# USCG MIO Long Beach California



## kewl dude (Jun 1, 2008)

I ran across the attached recently. 

Years ago I was at the USCG Marine Inspection Office Long-Beach, California to renew my license. USCG MIO was located INSIDE Terminal Island Federal Prison. You had to get out of your vehicle at the prison gate and submit to a personal search, while others inspected my car inside and out including rolling a mirror underneath.

I was given a map to exactly follow. I drove down a narrow 'tunnel' made of razor wire topped tall stout chain link fences, with a razor wire roof stretched between the fence tops. 

A civilian female clerk made out the paperwork and fingerprinted me. We were done with the paperwork but needed to wait for the OCMI - Officer in Charge Marine Inspection. He needed to administer the oath.

A few weeks later my license came in the mail, the attached came with my license. 

I strongly suspect it was the female clerk who did so?

Attached: Engineer.jpg (297.5 KB)

Greg Hayden


----------



## kewl dude (Jun 1, 2008)

While I stopped going to sea in1976 I renewed my Merchant Mariners Do***ent and C/E License every five years. For quite sometime USCG MIO Long Beach California was in an older metal building right alongside the shipping channel. 

Then came the day I drove up and arrived to find the place shuttered and fenced. There was a large sign with a map directing me to Terminal Island Federal Prison. Seems the building was going to be torn down and the land beneath it dug out to widen the channel.

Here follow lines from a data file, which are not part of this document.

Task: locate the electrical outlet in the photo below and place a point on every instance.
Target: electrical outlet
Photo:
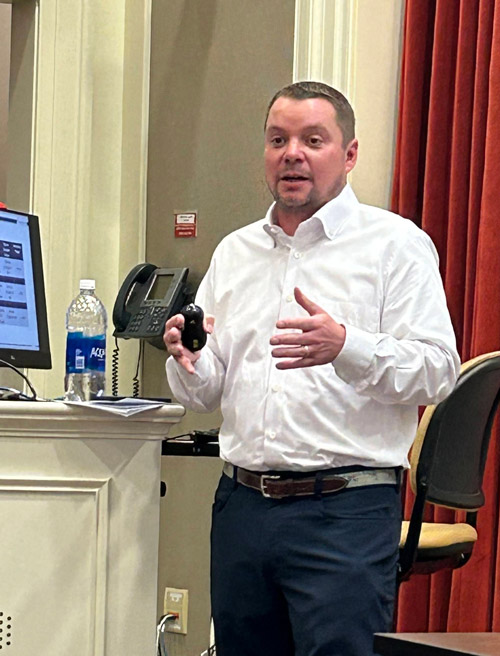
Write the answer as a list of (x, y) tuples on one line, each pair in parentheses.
[(176, 602)]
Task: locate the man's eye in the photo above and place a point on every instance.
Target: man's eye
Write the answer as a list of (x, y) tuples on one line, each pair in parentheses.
[(277, 141)]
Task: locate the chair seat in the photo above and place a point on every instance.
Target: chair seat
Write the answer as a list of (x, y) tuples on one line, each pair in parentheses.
[(442, 537)]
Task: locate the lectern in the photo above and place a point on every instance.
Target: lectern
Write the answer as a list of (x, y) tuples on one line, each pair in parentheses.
[(79, 523)]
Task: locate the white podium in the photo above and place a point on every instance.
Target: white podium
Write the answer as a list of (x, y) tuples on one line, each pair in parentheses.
[(79, 518)]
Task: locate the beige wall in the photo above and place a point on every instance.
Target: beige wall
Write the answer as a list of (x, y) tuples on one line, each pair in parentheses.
[(214, 67), (376, 57), (215, 64), (5, 19)]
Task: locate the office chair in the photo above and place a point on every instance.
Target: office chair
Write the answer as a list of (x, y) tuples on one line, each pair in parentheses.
[(447, 465)]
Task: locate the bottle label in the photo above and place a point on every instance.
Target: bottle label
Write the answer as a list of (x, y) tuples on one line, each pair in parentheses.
[(97, 353), (85, 354), (76, 360)]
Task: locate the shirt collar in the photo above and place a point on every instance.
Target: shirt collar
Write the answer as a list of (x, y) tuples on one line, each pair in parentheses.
[(332, 215)]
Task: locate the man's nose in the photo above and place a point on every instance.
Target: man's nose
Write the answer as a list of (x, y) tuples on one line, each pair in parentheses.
[(293, 150)]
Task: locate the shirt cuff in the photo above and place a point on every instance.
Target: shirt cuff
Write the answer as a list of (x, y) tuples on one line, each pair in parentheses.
[(353, 361), (201, 368)]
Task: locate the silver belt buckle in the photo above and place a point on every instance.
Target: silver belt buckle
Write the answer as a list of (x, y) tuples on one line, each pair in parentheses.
[(263, 483)]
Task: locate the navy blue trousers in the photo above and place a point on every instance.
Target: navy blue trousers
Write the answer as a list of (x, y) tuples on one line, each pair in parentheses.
[(306, 576)]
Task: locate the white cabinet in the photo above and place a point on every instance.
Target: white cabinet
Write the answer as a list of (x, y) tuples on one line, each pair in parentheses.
[(79, 527)]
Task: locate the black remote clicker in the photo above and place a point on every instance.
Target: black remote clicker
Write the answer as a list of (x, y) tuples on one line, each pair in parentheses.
[(194, 336)]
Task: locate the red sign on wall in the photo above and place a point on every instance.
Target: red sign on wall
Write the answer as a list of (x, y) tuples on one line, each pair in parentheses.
[(185, 224)]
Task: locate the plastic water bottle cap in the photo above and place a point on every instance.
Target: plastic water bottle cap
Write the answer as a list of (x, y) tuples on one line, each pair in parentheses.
[(87, 284)]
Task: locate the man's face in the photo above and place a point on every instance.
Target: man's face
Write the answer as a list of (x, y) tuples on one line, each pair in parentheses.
[(306, 163)]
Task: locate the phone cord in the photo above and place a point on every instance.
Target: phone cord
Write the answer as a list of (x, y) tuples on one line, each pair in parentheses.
[(114, 369), (136, 388)]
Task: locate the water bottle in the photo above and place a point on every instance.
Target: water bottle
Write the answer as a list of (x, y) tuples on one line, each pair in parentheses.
[(86, 323)]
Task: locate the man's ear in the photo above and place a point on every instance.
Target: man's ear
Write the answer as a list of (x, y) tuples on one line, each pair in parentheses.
[(351, 155)]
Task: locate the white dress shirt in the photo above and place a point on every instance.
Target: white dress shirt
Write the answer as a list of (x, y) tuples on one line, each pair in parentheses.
[(372, 271)]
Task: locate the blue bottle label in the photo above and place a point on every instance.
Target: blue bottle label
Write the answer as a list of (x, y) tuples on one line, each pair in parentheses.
[(97, 353), (76, 357), (85, 354)]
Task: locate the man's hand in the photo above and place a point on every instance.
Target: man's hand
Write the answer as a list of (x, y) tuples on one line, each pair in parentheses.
[(320, 341), (173, 341)]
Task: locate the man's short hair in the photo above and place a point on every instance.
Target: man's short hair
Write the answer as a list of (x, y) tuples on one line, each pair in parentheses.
[(303, 90)]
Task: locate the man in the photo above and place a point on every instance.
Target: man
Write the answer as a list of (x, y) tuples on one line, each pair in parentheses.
[(330, 329)]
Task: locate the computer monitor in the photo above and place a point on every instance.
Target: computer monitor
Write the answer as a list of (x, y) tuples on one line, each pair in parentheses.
[(24, 336)]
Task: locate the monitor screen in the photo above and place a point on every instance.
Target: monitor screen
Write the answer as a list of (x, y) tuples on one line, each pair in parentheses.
[(24, 338)]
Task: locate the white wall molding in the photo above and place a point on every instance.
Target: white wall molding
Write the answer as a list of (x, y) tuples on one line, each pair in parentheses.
[(325, 42)]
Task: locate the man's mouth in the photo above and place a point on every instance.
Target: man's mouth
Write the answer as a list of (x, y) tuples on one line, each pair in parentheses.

Five years later when I showed up at the prison gates I was told MIO had moved. The gate guard gave me a sheet of paper with an address in a civilian office building in downtown Long Beach. That is where MIO stayed at least until I renewed my license for the last time in 2007.

Looking on Google maps today I see USCG still has that base inside the prison.

Attached: TerminalIslandPrison.jpg (132.4 KB)

Greg Hayden


----------